Kebiasaan pertama saya saat dapat brief adalah membuka tab berisi ratusan karya orang lain. Rasanya produktif: dalam sepuluh menit saya punya arah, palet, tipografi, bahkan struktur halaman. Masalahnya, arah itu bukan hasil berpikir — itu hasil mencocokkan.
Jadi saya coba aturan sederhana: tidak ada referensi sampai sketsa kasar pertama jadi. Sketsanya boleh buruk, boleh salah, boleh berupa kotak-kotak di kertas bekas. Yang penting ia keluar dari pemahaman saya sendiri soal masalahnya.
Apa yang berubah
Minggu pertama menyakitkan. Tanpa referensi, saya sadar betapa sedikit yang sebenarnya saya putuskan sendiri selama ini. Tapi ada efek samping yang tidak saya duga: saya mulai bertanya hal-hal yang biasanya dilewat.
- Siapa yang membuka layar ini, dan dalam kondisi apa?
- Informasi mana yang kalau hilang bikin orang berhenti?
- Bagian mana yang sebenarnya cuma dekorasi yang saya warisi dari tren?
Referensi paling berguna justru datang di akhir — sebagai alat koreksi, bukan sebagai sumber ide.
Cara saya melakukannya sekarang
Prosesnya jadi tiga lapis. Lapis satu: tulis masalahnya dalam satu paragraf, tanpa jargon. Lapis dua: sketsa dua puluh menit, tangan saja, tidak ada software. Lapis tiga: baru buka referensi, dan bandingkan — bukan untuk meniru, tapi untuk melihat di mana pilihan saya lemah.

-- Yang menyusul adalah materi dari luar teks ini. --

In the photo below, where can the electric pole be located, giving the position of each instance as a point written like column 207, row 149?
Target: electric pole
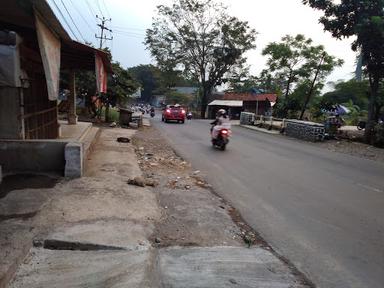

Yang menarik, setelah punya sketsa sendiri, saya jadi lebih kritis pada karya orang. Saya bisa melihat kenapa mereka mengambil keputusan itu, bukan cuma bahwa hasilnya bagus.
Kalau mau coba
Jangan mulai dari proyek klien. Ambil satu layar kecil yang sudah kamu kenal — halaman login, satu kartu produk, satu form — dan rancang ulang tanpa membuka apa pun. Bandingkan setelahnya. Jarak antara dua versi itu adalah ukuran seberapa banyak ide yang benar-benar milikmu.
Catatan: ini bukan anti-referensi. Ini soal urutan. Referensi di awal membentuk selera; referensi di akhir mempertajam penilaian.